Categories: Entertainment

Are you a loser? Can’t remember the last time you accomplished anything you desired? Is your life a pit of desperation and frustration? Then you probably have this book on your bookshelf. I’ve heard about ‘The Secret’ for some time now. The first time I heard about it was on the Sunday news. Naturally the title got me interested, but all the news article said that the book carried that message that positive thinking gets you results. Cool. I’m all for that. An age old message that I’ve known for years, but if someone wants to make a couple bucks selling common sense to Americans, then let them go ahead. God knows they need it. It’s not until I read an online article about ‘The Secret’ that I found out everything about the book.

What the book really says is that you can manipulate reality with your mind, so if you see a fancy car you want, boom, the law of the universe grants it to you. just like that. No investing, no job hunting, nothing but the power of your mind. And as preposterous as that may sound to us rational minded people, millions have been buying in on it. 1.5 million DVDs of the movie have been sold and 1.75 million are in print. It even got endorsed by Oprah - twice. And when that happens, you immediately have a millions of middle aged housewives behind your book. All of this bunkus comes from author Rhonda Byrne, who should be rolling in it right now. Her movie, which she dubbed “the greatest film in history to date,” didn’t do so well in her homeland of Australia.

Enter America, where finding desperate and unhappy people is easier than finding the nearest Starbucks.
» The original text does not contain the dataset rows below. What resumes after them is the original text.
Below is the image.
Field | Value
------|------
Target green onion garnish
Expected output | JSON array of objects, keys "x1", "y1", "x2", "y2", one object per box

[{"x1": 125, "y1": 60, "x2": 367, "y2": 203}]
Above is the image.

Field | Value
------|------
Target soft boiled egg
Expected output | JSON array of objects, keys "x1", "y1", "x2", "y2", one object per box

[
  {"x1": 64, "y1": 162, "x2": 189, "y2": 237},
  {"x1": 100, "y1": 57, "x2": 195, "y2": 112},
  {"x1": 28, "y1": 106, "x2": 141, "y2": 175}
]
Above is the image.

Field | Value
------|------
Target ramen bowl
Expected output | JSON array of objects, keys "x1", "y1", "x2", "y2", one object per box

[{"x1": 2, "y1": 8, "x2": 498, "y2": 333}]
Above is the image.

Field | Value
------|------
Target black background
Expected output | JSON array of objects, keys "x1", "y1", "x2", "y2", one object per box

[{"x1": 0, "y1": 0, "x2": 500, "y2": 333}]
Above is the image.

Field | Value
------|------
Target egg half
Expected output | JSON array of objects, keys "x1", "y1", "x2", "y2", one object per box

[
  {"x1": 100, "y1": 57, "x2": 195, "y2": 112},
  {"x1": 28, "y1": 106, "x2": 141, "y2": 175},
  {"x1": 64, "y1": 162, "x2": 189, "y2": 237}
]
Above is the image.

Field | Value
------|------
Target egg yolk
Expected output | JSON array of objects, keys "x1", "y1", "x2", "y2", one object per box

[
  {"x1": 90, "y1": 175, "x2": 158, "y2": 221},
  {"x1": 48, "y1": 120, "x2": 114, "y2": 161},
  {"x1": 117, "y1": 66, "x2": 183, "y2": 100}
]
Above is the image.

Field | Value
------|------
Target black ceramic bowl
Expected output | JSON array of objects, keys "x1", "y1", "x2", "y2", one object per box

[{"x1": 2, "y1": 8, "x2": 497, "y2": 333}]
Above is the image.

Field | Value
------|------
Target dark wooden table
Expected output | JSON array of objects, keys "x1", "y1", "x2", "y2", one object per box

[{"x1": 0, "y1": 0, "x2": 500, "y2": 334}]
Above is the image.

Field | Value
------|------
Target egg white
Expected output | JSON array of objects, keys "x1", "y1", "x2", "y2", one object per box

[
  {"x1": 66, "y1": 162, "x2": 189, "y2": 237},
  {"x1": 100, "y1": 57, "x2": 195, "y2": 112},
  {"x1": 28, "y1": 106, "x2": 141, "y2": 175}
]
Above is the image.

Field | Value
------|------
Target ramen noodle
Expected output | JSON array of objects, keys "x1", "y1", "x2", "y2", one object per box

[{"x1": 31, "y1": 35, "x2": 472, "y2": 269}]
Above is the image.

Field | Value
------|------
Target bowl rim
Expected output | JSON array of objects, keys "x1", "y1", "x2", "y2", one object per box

But what separates this book from countless other self-help books? It’s “Da Vinci Code” design and its title. It promises to reveal some mystical and ancient secret, one that greats like Martin Luther King, Einstein, Beethoven and Newton knew about. But it only panders to middle class material desires, and little on benefiting humanity, as these great men did. But I guess it wouldn’t be such a success if it didn’t push an easy way to get that diamond necklace around your neck or that Lexus in your garage.

Personally, I think this is crap. New Age, pseudospiritual crap. This fodder for the weak-minded only repackages a well-known fact about the power of positive thinking, and this Law of Attraction junk is just something else for people to blame their pathetic little lives on. It’s not bad luck, other people or even God why your life is the way it is. It’s you. You’re the reason you’re life sucks. And until you get off your fat ass and do something about it, it will continue to be so. Well, I’m gonna jump off a building now. The Law of Attraction states that as long as I think “marshmallow filled bounce-a-bout,” I should be ok. Right?